Not so for the Palestinians. The permits were issued for new building in major settlement blocs near Jerusalem, which will shore up Israeli demands that those areas become part of the Jewish state in any eventual peace deal – cutting further into the territory Palestinians claim for a future state. In addition, Israel wants the units under construction to be excluded from any freeze.

Chief Palestinian negotiator Saeb Erekat said Monday's decision made a farce of any future halt to building.

"Israel's decision to approve the construction of over 450 new settlement units nullifies any effect that a settlement freeze, when and if announced, will have," Erekat said in a statement.

Settler leader: Obama will fail

The settlers themselves reject any suggestion of moving towards a freeze. Daniel Dayan, the chairman of the Yesha, a group which represents settlers in the West Bank, said that "the international community is totally wrong" to think that a settlement freeze and the creation of an independent Palestinian state is a solution to the Arab-Israeli conflict.

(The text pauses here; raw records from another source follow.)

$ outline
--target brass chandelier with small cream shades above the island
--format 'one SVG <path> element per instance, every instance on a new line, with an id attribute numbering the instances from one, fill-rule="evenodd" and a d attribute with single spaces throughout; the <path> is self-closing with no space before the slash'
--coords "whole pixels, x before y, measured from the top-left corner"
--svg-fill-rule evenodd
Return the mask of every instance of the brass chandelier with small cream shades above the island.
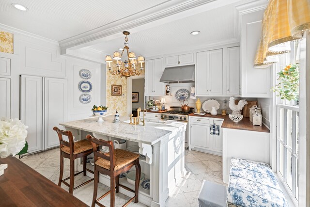
<path id="1" fill-rule="evenodd" d="M 129 35 L 130 33 L 127 31 L 124 31 L 123 34 L 125 35 L 125 43 L 124 43 L 125 47 L 123 48 L 121 54 L 120 52 L 117 52 L 117 51 L 114 52 L 113 54 L 113 60 L 116 60 L 115 67 L 117 69 L 112 70 L 111 63 L 113 62 L 113 60 L 110 55 L 106 56 L 106 63 L 109 64 L 108 69 L 110 71 L 110 74 L 112 74 L 113 76 L 119 75 L 120 77 L 125 77 L 127 79 L 127 77 L 130 77 L 130 76 L 135 76 L 135 75 L 139 76 L 141 73 L 141 70 L 144 70 L 144 68 L 142 67 L 142 63 L 144 63 L 144 57 L 139 56 L 137 60 L 136 54 L 134 52 L 129 52 L 129 48 L 128 48 L 129 44 L 128 44 L 127 35 Z M 127 51 L 128 61 L 125 60 L 123 64 L 122 56 L 125 50 Z M 138 63 L 141 64 L 140 71 L 136 69 L 136 65 L 138 65 Z"/>

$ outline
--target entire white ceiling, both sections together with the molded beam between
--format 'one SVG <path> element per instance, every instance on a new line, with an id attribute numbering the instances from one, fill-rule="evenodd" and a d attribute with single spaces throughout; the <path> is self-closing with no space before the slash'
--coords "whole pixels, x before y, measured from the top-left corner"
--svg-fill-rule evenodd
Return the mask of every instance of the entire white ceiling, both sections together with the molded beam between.
<path id="1" fill-rule="evenodd" d="M 130 51 L 151 57 L 237 41 L 235 7 L 254 1 L 0 0 L 0 24 L 61 46 L 69 42 L 76 47 L 72 49 L 85 47 L 111 55 L 124 47 L 122 31 L 127 30 Z M 29 11 L 18 11 L 11 3 Z M 195 30 L 201 33 L 191 35 Z"/>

Speaking to foreign reporters Monday, Mr. Dayan said he expects Obama to fail – like the last seven US presidents – to bring peace to the Middle East because he had been "trapped by the same illusion" as his predecessors. He said it was impossible to freeze growth. "There are two pandemics running in the world today. One is swine flu, and the settlement psychosis," he quipped, adding with wonderment that the "international community is so interested in whether my daughter builds a house next to mine."

Livni: Can't combine construction, freeze

Defense Minister Ehud Barak personally signed many of the permits, including those for 20 buildings in Maskiot, a new settlement in the Jordan Valley. As leader of the Labor Party, Mr. Barak is helping to legitimize Netanyahu's move, says Prof. Feige, who wrote the recent book, Settling in the Hearts: Jewish Fundamentalism in the Occupied Territories.

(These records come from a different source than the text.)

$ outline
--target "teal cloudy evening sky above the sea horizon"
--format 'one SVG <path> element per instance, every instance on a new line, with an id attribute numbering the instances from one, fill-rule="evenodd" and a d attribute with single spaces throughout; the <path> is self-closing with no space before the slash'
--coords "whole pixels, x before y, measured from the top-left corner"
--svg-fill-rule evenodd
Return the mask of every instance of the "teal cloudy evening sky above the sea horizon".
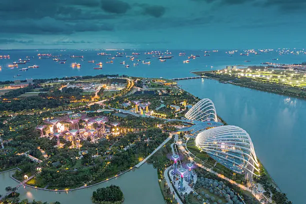
<path id="1" fill-rule="evenodd" d="M 0 49 L 306 46 L 306 0 L 0 0 Z"/>

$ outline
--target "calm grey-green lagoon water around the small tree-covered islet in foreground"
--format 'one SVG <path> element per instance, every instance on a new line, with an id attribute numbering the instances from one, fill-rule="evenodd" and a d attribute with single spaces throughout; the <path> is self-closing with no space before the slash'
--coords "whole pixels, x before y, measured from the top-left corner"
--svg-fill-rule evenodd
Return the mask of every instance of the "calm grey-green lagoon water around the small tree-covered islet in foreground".
<path id="1" fill-rule="evenodd" d="M 0 194 L 5 194 L 6 186 L 16 186 L 17 182 L 9 177 L 13 171 L 0 173 Z M 165 203 L 159 188 L 157 170 L 153 165 L 144 163 L 140 168 L 128 171 L 117 178 L 107 182 L 87 187 L 80 190 L 69 192 L 54 192 L 39 190 L 30 187 L 20 187 L 17 192 L 20 193 L 20 199 L 41 200 L 47 202 L 59 201 L 61 204 L 68 203 L 92 203 L 90 200 L 92 191 L 99 187 L 106 187 L 110 184 L 120 186 L 124 195 L 124 204 Z"/>

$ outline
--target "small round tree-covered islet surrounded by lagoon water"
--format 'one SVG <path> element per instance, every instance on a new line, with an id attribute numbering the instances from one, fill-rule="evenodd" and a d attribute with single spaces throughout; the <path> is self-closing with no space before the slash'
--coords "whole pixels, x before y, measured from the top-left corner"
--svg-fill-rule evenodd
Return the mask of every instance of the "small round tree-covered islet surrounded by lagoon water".
<path id="1" fill-rule="evenodd" d="M 98 188 L 96 191 L 93 191 L 91 199 L 95 203 L 119 204 L 123 202 L 124 197 L 119 186 L 110 185 L 107 187 Z"/>

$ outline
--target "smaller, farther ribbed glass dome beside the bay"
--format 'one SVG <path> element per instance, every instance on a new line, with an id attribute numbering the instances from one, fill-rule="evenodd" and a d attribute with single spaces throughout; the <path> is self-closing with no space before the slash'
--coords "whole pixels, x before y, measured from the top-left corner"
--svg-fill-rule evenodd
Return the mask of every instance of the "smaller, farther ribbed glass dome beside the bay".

But Barak came under attack by many on politicians on the Israeli left, who said he had forsaken the vision of the two-state solution he espoused when he led the country in peace talks 10 years ago.

Kadima Party leader Tzipi Livni, now opposition leader, also criticized the move as being nonsensical.

"The attempt at combining construction and a freeze is false," she told reporters Monday, comparing the spree to building "an igloo [that] will melt in the summer."